The first few years of a child's life are critical in terms of human development. Growing up in a stable environment and being properly cared for will mean that a child is more likely to fully develop his or her thinking, language, emotional and social skills, and to suffer less from disease. Having received this kind of support, a child is then able to take these valuable foundations with them when they start primary school. Whilst the years after early childhood are bound to be fraught with difficulty and challenge for many children living in marginalised communities, their journeys in life would be that much harder (if not nearly impossible) without a good and solid start in life. For children growing up in extreme poverty and deprivation, solid foundations in early childhood are very rarely developed. Many young children living in such environments are exposed to multiple risks, including poverty, malnutrition and poor health, all of which detrimentally affect their cognitive, motor, and social-emotional development.

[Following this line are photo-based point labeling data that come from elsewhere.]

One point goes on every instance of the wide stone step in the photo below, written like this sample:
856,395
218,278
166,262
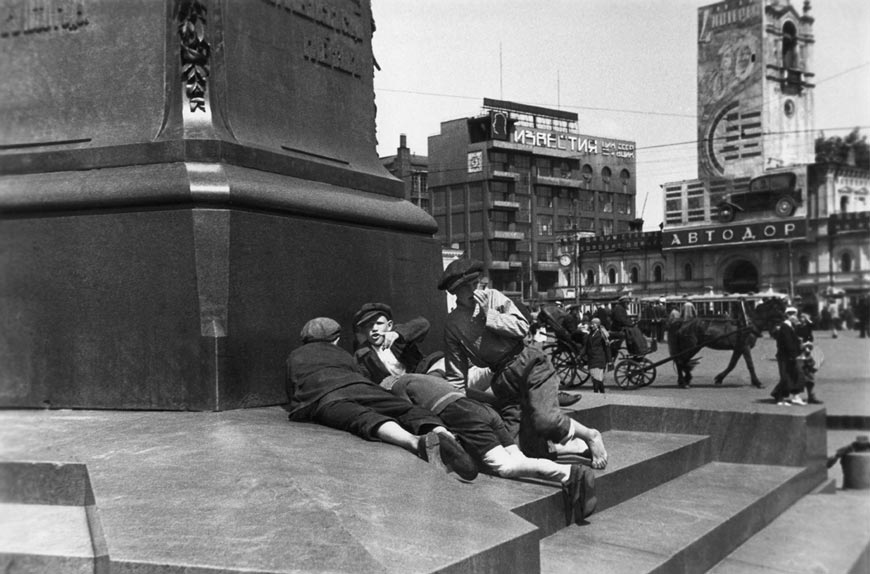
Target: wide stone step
638,461
800,540
45,538
685,525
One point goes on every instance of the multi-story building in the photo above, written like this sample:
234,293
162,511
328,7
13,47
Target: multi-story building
761,214
510,183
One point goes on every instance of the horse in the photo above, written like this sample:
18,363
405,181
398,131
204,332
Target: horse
687,337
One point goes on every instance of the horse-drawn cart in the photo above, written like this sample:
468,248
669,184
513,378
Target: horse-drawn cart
716,321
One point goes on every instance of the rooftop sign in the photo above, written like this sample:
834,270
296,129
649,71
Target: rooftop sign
746,233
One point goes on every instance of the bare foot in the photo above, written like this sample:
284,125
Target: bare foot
599,454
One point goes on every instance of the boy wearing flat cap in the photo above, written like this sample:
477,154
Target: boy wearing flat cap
486,329
388,354
325,386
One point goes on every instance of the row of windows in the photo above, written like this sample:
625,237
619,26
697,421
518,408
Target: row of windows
564,168
546,197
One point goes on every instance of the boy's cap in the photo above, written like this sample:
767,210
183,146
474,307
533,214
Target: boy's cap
460,272
320,329
371,310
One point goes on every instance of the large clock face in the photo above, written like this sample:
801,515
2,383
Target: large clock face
724,129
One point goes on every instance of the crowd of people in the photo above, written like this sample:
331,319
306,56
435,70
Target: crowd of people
488,402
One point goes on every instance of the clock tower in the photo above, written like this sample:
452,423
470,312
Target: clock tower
755,100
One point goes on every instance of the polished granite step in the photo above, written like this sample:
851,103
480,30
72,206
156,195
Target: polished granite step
685,525
639,461
800,540
45,538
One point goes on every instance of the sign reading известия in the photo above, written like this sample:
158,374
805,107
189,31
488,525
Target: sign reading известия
745,233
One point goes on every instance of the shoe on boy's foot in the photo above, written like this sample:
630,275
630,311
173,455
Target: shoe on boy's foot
452,455
578,494
567,399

Rather tragically, it is not the norm for early childhood care and education to be given much attention by education policy makers in governments across the world. Therefore, it is also my hope that through this work we will be able to raise awareness about the importance of education in this field and to transform education policy where we can. A report produced by the Centre on the Developing Child at Harvard University outlines the potential benefits of investing in early childhood education by explaining that, "extensive analysis by economists has shown that education and development investments in the earliest years of life produce the greatest returns. Most of those returns, which can range from $3 to $16 per dollar invested, benefit the community through reduced crime, welfare, and educational remediation, as well as increased tax revenues on higher incomes for the participants of early childhood programs when they reach adulthood."

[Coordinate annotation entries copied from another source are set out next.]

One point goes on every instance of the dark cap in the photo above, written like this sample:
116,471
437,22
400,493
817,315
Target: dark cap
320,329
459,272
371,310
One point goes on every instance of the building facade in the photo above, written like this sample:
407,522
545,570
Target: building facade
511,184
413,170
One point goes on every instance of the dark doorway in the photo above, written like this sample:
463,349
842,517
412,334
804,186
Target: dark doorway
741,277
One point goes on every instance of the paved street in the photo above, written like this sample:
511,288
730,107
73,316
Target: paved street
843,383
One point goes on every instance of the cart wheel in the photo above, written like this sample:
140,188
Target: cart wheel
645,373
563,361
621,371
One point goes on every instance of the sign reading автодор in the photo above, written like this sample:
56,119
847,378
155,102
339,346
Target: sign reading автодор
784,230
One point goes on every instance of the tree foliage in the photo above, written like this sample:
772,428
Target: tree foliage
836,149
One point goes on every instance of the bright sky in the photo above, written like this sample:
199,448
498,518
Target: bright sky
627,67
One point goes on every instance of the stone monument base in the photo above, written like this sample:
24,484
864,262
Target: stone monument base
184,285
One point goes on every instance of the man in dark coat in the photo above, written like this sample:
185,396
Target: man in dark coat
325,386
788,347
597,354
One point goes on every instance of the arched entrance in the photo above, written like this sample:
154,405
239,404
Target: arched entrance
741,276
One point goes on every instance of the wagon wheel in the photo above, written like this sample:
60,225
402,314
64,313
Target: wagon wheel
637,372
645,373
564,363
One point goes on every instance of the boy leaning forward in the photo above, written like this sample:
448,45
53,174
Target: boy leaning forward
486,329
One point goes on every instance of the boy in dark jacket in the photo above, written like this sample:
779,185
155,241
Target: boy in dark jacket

In providing young children across the continent of Africa with good quality early childhood care and education, we will help to alter their life trajectories and to provide them with opportunities that would otherwise have eluded them. I have a vision and dream of a complete paradigm shift - where different stories are told about Africa. Where, rather than living and/or dying in poverty, tens of millions of children have access to good quality early childhood care and education programmes, which in turn leads them to complete secondary school and university and onto becoming the leaders and innovators of tomorrow. Where rather than talking in terms of a hopeless continent, Africa is recognised as a continent of prosperity, innovation and ultimately of hope.

Soiya is an Acumen Fund East Africa Fellow and a Creative Visions Dan Eldon Fellow. She founded “We The Change” Foundation, which tackles child poverty by providing early childhood care and education programmes to children in marginalised communities. Born in Kenya, Soiya was educated in the States and the UK. Trained as a solicitor specialising in charity and corporate law, Soiya has also worked for The United Nations High Commission for Human Rights in Geneva, Nyumbani (an orphanage for children with HIV/AIDS in Kenya), and Mother Teresa’s home for the destitute and dying in Calcutta.